Happiness Is A Warm Gun
Under dubious circumstances Alan B'Stard has been elected to the House of Commons. The Chief Constable is aware of these dubious circumstances and persuades B'Stard to push through a bill to allow the police to carry guns.
Passport To Freedom
B'Stard is set to attend a conference in Europe, but is unable to leave England due to him forgetting his passport. His wife inherits a million pounds worth of shares in the Ocelot Car Company and with this newfound wealth decides she can finally divorce B'Stard. In order to stop this occurring, B'Stard sees the only option is to make the shares worthless.
Sex Is Wrong
Prior to attending the Conservative Party Conference, B'Stard is visited by a woman who mistakes him for another politician - one that cares. This woman is looking for help to publish her book Sex is Wrong, which looks at how nobody should be having sex, except for those intending to procreate. B'Stard sees this as an opportunity to make some quick cash and agrees to help her and in the process promote the book at the conference.
Waste Not Want Not
B'Stard learns that some toxic waste he had stored near a school is about to be discovered. It had been dumped there simply because B'Stard had been paid a hefty sum of money to make it disappear. He desperately needs somewhere else to store the waste and finds out there is an old abandoned mine in his constituency. The one problem is that his father-in-law owns the mine.
Friends Of St. James
B'Stard is the guest of honour at a school and bumps into an old school chum. This friend is now the President of St James, an island in the Caribbean and is looking for assistance in exporting locally made cigarettes. He also lets it slip that the island has no banks as yet and B'Stard sees a money making opportunity. His idea is to form a bank, get some "not so honest" people to bank all their money there and then fold the bank, keeping all the cash for himself - the perfect plan it would seem.
Three Line Whipping
B'Stard is in a house of ill repute when the police raid the place.

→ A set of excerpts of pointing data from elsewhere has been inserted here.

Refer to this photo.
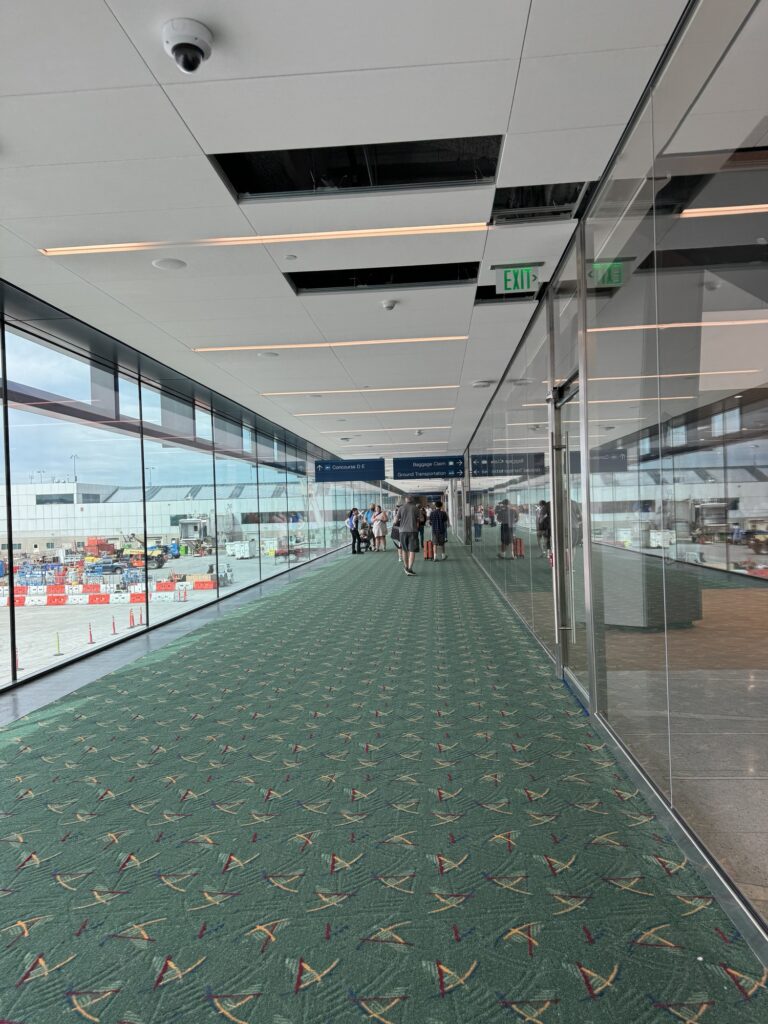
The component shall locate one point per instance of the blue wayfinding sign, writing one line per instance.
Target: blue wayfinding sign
(508, 464)
(426, 469)
(349, 469)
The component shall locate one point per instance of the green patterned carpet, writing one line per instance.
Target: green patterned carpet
(364, 798)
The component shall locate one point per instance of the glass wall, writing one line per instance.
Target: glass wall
(136, 495)
(654, 331)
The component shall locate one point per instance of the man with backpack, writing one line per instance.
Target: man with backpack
(438, 520)
(407, 520)
(506, 517)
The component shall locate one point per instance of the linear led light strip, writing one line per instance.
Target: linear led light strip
(388, 444)
(271, 240)
(615, 401)
(382, 430)
(367, 390)
(330, 344)
(381, 412)
(723, 211)
(672, 327)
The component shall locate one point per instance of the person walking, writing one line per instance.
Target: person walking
(543, 527)
(352, 522)
(423, 516)
(380, 528)
(408, 523)
(369, 514)
(478, 521)
(438, 520)
(506, 517)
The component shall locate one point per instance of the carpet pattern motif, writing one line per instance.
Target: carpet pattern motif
(365, 798)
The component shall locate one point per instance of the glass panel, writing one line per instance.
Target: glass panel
(272, 505)
(181, 553)
(298, 534)
(76, 500)
(237, 505)
(625, 404)
(570, 565)
(712, 504)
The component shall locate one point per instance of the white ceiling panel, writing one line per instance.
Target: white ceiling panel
(314, 368)
(337, 211)
(582, 89)
(353, 108)
(59, 47)
(417, 364)
(257, 40)
(202, 262)
(350, 253)
(496, 332)
(549, 157)
(557, 27)
(136, 225)
(179, 182)
(420, 312)
(279, 323)
(181, 287)
(87, 127)
(525, 244)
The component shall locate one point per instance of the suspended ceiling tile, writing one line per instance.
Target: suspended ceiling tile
(77, 45)
(202, 262)
(87, 127)
(419, 312)
(337, 211)
(135, 225)
(557, 27)
(582, 89)
(180, 182)
(550, 157)
(257, 40)
(354, 108)
(351, 253)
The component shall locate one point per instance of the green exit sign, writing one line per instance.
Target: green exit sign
(517, 280)
(606, 274)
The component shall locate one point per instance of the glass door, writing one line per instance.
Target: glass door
(568, 535)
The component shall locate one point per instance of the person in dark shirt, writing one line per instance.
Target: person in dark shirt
(408, 521)
(438, 520)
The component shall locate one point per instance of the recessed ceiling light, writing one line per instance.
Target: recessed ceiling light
(330, 344)
(383, 412)
(270, 240)
(169, 263)
(724, 211)
(356, 390)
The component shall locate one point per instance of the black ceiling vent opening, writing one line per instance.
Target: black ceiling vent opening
(387, 165)
(538, 202)
(384, 276)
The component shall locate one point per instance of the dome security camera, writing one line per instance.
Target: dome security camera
(188, 42)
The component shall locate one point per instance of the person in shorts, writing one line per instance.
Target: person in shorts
(408, 522)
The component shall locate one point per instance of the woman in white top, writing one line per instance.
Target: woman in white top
(380, 527)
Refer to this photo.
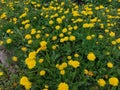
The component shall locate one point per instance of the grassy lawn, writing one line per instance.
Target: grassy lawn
(59, 45)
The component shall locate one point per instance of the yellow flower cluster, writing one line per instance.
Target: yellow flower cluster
(30, 61)
(63, 86)
(25, 82)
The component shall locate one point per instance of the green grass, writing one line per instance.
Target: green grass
(94, 27)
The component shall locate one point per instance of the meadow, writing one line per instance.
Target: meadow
(60, 45)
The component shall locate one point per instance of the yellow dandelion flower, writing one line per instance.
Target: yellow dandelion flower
(113, 81)
(91, 56)
(63, 86)
(101, 82)
(110, 65)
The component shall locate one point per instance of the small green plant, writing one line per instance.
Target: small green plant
(60, 45)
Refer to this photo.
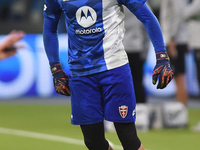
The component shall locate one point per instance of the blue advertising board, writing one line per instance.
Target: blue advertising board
(28, 74)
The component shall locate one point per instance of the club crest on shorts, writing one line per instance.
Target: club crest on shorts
(123, 110)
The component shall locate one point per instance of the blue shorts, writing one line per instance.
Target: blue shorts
(108, 95)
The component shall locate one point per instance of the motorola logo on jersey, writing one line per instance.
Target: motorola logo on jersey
(86, 17)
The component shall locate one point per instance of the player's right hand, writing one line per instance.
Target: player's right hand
(60, 79)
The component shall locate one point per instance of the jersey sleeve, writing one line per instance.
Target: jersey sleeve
(52, 10)
(132, 5)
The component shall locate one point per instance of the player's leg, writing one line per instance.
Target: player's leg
(128, 136)
(94, 137)
(119, 105)
(86, 101)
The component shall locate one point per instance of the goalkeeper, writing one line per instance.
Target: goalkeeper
(100, 81)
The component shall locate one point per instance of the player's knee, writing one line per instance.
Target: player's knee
(93, 144)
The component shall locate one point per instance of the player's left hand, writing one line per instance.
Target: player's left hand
(60, 79)
(162, 70)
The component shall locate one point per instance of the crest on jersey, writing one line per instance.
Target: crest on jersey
(123, 110)
(86, 16)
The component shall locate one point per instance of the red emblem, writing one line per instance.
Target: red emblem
(123, 110)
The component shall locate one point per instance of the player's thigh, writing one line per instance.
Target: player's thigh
(85, 100)
(119, 95)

After the upheaval, he realises he is late for a scheduled appearance on breakfast television and races off. The topic of the television appearance is related to a by-election, the talk of the country. The minor detail is that B'Stard has no idea of the result, due to him being preoccupied the night before. The other minor detail is that he neglected to pay the taxi driver who is now chasing him for his due fare.
Baa Baa Black Sheep
Due to pressure from his father in law, B'Stard has to do something for his constituency - something he has not done much of in the past. He learns that an American fast food chain is looking to build a processing plant and sees it as a great way to win popularity. He has some stiff competition in winning the trust of the Americans, but will go to all lengths to achieve his aim.
This series is very English, along the same lines as Yes Minister, and is filled with political references. Rik Mayall is perfect as Alan B'Stard and pretty much carries the show on his own. Fans that love The Young Ones and Bottom should enjoy this series, but don't expect characters in the same vein as those series', as B'Stard is very different. Fans of British comedy in general should enjoy this, even though the English references are there in abundance, it is still easy to watch.
Much in the same vein as Yes, Minister, but with an even nastier and more scheming lead character, this is a very funny series. The transfers are more than adequate, although they do date it a little, but they take nothing away from the feel of the show. Due to the current events of the time covered in the series such as Thatcherism and Ronald Reagan, the series sort of dates itself. Fans of The Young Ones or even Bottom should not expect the standard Rik Mayall from this series as he plays a character extremely different from those in the past. Fans of British comedy series should enjoy this, although I would recommend watching one or two episodes at a time to break it up a bit, even Fawlty Towers is a struggle to watch all at once.